Iterative Health is looking to solve the problem of accelerating clinical research to transform patient outcomes in the field of gastrointestinal (GI) and hepatology novel therapies.
Requirements
- Knowledge of grammar, spelling, and punctuation.
- Knowledge of purchasing, budgeting, and inventory control.
- Skill in taking and transcribing dictation and operating office equipment.
- Skill in answering the phone and responding to questions.
- Ability to competently use Microsoft Office, including Word, PowerPoint, Excel, and appropriate practice management software.
Responsibilities
- Assists Study Team, as needed in communication of study requirements to all individuals involved in the study.
- Works with the Study Team, as needed to develop and implement recruitment strategies in accordance with TDDC RESEARCH and IRB requirements and approvals.
- Assists Study Team as needed in the screening of subjects for eligibility using protocol specific inclusion and exclusion criteria, documenting each potential participant’s eligibility or exclusion.
- Assists Study Team as requested to register participants in the Merge Clinical Trial Management System to ensure billing of study procedures to appropriate funding source.
- Maintains adequate inventory of study supplies. If handling investigational drugs/devices, follows the sponsor protocol and/or TDDC RESEARCH Policy on Investigational Drug/Device Accountability.

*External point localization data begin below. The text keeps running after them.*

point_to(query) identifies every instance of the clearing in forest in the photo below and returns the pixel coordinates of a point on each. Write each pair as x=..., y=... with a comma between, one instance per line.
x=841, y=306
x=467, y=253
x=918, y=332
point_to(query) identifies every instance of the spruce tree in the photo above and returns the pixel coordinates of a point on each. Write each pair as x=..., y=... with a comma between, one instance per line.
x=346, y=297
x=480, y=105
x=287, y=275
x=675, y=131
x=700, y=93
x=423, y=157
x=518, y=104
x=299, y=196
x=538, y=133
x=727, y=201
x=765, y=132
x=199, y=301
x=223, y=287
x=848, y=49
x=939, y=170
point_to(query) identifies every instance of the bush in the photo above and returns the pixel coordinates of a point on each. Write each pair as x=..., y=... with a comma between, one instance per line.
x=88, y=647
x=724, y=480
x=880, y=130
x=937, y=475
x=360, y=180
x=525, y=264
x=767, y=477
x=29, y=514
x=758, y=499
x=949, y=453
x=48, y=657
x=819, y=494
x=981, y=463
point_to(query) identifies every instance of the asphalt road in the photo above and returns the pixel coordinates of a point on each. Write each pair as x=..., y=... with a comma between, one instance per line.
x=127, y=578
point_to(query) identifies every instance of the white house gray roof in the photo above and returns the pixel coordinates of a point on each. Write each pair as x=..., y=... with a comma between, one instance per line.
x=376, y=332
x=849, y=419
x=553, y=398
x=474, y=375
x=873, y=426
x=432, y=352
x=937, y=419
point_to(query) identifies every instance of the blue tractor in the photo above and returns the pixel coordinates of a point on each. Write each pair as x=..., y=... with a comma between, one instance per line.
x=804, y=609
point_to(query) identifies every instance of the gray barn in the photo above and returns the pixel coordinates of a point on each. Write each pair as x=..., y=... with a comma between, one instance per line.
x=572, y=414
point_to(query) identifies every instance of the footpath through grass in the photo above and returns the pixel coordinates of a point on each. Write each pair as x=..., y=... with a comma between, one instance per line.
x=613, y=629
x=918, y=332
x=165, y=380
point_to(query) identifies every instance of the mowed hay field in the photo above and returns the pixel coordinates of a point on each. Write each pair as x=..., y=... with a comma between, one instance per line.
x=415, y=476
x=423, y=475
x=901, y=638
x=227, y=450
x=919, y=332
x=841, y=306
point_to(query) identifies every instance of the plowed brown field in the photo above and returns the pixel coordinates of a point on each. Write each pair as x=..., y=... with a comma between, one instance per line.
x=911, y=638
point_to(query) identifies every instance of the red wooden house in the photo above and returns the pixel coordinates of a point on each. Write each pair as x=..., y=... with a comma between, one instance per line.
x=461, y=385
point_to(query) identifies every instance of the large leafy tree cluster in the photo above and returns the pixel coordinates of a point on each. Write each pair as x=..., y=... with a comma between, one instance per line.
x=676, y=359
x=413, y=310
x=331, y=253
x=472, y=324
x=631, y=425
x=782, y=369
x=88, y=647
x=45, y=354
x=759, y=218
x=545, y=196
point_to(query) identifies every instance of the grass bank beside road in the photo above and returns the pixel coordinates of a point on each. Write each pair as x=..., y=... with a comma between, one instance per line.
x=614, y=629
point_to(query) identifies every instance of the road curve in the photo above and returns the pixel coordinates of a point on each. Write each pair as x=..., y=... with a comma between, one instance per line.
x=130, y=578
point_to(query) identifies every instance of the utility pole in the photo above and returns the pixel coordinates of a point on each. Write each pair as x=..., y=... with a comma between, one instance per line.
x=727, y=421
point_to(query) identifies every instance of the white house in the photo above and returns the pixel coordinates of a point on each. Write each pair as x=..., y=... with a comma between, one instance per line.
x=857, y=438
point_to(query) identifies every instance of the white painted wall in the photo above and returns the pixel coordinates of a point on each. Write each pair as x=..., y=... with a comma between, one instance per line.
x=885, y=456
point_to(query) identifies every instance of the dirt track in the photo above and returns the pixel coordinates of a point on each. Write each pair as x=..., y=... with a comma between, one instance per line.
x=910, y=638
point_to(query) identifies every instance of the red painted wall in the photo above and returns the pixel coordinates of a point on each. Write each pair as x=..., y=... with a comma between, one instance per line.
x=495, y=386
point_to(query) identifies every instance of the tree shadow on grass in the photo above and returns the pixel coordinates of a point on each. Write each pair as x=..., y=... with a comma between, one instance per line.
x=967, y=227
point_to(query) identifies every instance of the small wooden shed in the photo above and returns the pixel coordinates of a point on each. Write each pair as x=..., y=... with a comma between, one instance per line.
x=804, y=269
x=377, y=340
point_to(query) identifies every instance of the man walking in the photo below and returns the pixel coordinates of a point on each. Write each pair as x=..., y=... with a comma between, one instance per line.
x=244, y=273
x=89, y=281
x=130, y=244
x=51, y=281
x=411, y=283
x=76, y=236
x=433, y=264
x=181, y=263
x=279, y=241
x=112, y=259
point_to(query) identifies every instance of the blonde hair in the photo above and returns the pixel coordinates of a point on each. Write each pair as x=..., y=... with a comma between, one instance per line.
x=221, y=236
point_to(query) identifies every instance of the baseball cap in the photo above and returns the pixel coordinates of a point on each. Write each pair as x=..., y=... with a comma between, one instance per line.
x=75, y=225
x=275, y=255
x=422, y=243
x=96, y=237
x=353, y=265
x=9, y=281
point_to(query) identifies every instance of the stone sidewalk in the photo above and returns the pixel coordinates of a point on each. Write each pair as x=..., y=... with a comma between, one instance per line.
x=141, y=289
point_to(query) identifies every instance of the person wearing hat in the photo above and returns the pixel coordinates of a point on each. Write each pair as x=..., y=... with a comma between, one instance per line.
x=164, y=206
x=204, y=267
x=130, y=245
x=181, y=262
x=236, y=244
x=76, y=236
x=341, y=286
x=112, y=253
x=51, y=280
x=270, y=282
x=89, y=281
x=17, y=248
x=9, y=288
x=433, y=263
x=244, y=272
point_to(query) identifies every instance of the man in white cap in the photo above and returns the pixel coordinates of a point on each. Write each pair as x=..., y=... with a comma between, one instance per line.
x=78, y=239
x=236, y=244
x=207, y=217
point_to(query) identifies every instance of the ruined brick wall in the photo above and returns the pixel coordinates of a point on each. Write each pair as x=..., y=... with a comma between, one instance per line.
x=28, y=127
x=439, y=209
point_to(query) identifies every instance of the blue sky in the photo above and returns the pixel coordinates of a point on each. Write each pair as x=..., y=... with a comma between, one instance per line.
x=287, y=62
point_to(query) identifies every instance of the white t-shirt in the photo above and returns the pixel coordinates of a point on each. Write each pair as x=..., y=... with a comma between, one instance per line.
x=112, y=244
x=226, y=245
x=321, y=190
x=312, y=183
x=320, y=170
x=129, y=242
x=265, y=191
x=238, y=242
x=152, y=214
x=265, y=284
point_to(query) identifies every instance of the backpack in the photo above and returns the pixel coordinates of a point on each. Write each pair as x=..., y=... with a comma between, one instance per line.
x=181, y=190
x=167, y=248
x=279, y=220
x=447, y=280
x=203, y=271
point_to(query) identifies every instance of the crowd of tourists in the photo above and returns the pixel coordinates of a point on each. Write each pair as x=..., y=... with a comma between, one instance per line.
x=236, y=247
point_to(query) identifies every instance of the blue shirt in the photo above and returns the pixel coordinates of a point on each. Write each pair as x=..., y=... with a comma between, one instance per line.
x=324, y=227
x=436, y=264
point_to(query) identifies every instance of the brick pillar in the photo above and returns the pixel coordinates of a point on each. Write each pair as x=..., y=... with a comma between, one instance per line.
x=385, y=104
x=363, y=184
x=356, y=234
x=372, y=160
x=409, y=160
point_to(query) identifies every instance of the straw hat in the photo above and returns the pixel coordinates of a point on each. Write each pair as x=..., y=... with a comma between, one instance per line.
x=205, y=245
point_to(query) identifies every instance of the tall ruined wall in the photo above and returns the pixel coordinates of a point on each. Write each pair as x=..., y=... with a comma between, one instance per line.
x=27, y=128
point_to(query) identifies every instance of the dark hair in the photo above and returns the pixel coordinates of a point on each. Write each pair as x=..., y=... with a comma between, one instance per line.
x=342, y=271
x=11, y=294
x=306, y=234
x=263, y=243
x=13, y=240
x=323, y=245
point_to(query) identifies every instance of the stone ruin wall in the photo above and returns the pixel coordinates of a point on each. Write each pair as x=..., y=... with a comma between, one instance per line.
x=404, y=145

- Assists Study Team in completing study documentation and maintenance of study files in accordance with sponsor requirements and TDDC RESEARCH policies and procedures
- Review and update TDDC RESEARCH Study Workflow Chart and enter all patient visit data in e-CRF and Merge CTMS on a daily basis.
Other
- High school diploma or equivalent. Some college preferred.
- Minimum two years of experience with a health care organization.
- Must be able to lift up to 25 lbs.
- Must be able to travel and MVR
- Ability to work under pressure, communicate and present information.